Hotelier International: Paco, why did you choose Berlin as the place to open your first restaurant outside Spain? And why did you choose to open it inside a hotel?
Paco Perez: It was not as if I were sitting down being asked to choose between lots of different projects. This unique project happened to be offered to me, and several factors appealed about it. Berlin is a great, open, cosmopolitan city, with a recent history, and it will continue making an important gastronomic contribution. A city like this deserves diversity, and I think a project of this magnitude deserves to have a typical Iberian restaurant at its forefront!
HI: Patricia, what was your overall design mission for Das Stue and what was the look you were attempting to create? Did you want Spanish flourishes?
Patricia Urquiola: Actually it was coincidence that Paco and I are both from Spain. I was interested in creating something very Berlin-centric, seeing the Siegessäule column from your room and at the same time being in contact with nature — the park facing the hotel, away from traffic. At the same time it’s a sort of living room, a meeting place for guests and local people. I also wanted to respect the identity of the space, the historical element of the building. I’ve tried to respect the original marble stone of the façade and the atrium, using wood, travertinestone, resins, micro concrete, opaque tiles and copper, jaquard textile and custom design. Some of the original parquet has been restored.
HI: Paco, solely from a chef’s perspective, how important is the design of the restaurant and bar areas to the food on the menu?
PP: It is always important that the design end should express the emotional level displayed in the restaurant. In short, a restaurant should always be like a great perfume set in a beautiful bottle that is more beautiful than itself. Whatever warmth and emotion you can convey or express in a space—whatever makes people feel at home ultimately—is what ends up defining design. Ultimately the most important thing for any restaurantto capture the whole essence of the food and transmit that inside whatever space you have.
HI: Your restaurant here, Cinco, is already legendary for its 25-course avant-garde tasting menus. How would you define your cuisine?
PP: To me all cooking should be consistent, creative, humble and hard- working, with good, simple ingredients at its core. I like experimenting with different tastes, textures and aromas. I think that our creations are simple, but never simplistic, and they are prepared according to the rules of honest craftsmanship. Menus are written plainly, and there are no gimmicks or extravagant flourishes.
HI: Your kitchen is visible from the eating area—a bit of theatricality which is quite unusual for Berlin.
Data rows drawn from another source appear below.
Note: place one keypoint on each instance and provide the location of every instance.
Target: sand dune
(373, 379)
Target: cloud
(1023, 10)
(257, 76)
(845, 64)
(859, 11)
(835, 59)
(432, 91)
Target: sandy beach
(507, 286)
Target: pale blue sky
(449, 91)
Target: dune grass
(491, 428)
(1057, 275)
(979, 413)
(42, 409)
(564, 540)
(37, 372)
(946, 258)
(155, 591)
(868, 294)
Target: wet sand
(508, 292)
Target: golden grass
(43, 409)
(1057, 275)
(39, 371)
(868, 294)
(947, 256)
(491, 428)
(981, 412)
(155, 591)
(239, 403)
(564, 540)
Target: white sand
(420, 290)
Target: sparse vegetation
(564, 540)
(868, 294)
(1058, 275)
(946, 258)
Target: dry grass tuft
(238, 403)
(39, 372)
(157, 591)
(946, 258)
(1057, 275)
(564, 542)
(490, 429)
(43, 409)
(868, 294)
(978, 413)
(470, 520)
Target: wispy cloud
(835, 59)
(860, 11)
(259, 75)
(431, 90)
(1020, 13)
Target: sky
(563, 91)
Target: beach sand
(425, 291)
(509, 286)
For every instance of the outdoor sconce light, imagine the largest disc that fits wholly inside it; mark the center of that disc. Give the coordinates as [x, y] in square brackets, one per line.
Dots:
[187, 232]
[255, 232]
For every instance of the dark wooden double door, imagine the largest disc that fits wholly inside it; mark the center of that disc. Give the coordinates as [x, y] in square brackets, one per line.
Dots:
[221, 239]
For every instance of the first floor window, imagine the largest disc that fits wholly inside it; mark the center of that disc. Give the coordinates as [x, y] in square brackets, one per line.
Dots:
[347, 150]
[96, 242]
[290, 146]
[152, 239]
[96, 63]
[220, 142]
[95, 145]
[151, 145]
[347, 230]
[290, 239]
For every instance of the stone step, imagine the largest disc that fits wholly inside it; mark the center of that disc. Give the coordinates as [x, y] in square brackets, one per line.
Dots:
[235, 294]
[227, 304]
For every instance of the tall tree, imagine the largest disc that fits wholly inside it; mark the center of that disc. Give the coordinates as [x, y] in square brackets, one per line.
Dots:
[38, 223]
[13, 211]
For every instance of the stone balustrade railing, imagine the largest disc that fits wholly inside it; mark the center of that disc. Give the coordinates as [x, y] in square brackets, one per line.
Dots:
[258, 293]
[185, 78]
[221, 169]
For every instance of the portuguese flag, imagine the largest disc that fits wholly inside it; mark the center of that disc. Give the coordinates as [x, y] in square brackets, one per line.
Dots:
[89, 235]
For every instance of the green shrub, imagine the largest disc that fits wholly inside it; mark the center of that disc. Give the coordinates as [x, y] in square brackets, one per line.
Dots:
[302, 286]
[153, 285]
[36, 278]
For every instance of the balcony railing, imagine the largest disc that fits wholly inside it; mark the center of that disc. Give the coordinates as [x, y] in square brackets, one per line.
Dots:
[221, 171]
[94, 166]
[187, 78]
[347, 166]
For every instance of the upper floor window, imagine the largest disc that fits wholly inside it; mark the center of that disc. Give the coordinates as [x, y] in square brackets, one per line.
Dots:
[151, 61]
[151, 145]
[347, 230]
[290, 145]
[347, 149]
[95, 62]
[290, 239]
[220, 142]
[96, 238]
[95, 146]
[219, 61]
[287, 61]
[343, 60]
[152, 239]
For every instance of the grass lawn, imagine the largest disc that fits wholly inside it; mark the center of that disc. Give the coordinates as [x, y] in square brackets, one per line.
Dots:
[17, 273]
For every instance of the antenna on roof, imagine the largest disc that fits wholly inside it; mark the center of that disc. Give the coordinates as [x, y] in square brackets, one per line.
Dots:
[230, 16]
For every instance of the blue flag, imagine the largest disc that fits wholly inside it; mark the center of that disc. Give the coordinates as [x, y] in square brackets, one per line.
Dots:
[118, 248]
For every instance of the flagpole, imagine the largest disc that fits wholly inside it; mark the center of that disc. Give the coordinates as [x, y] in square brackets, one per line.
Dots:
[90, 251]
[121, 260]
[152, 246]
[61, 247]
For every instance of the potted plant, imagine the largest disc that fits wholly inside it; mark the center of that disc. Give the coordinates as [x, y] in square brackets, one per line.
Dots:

Why was this important to you?
PP: The open kitchen is definitely part of a more comprehensive concept of an experience that people can enjoy in this space. It is also to let people not only see what we create but also how we doit.
HI: Patricia, can you tell us how the aspects of the food techniques must have inspired you as much as the location and history?
PU: I think the hotel’s design highlight is the personalisation of each of the different areas. The signature restaurant has two souls, one part which is more joyful, like a big chef’s table, looking at the kitchen and protected by a ceiling of Tom Dixon’s hanging copper lamps and copper kettles. This accentuates the fine dining experience of the restaurant, particularly Paco’s avant- garde cuisine. In a second part, slatted walls and skylights frame a more casual, all-day dining experience with a soft glow. But then the private dining room overlooking the park is decorated with animal sculptures, which links the room to the hotel’s surroundings too.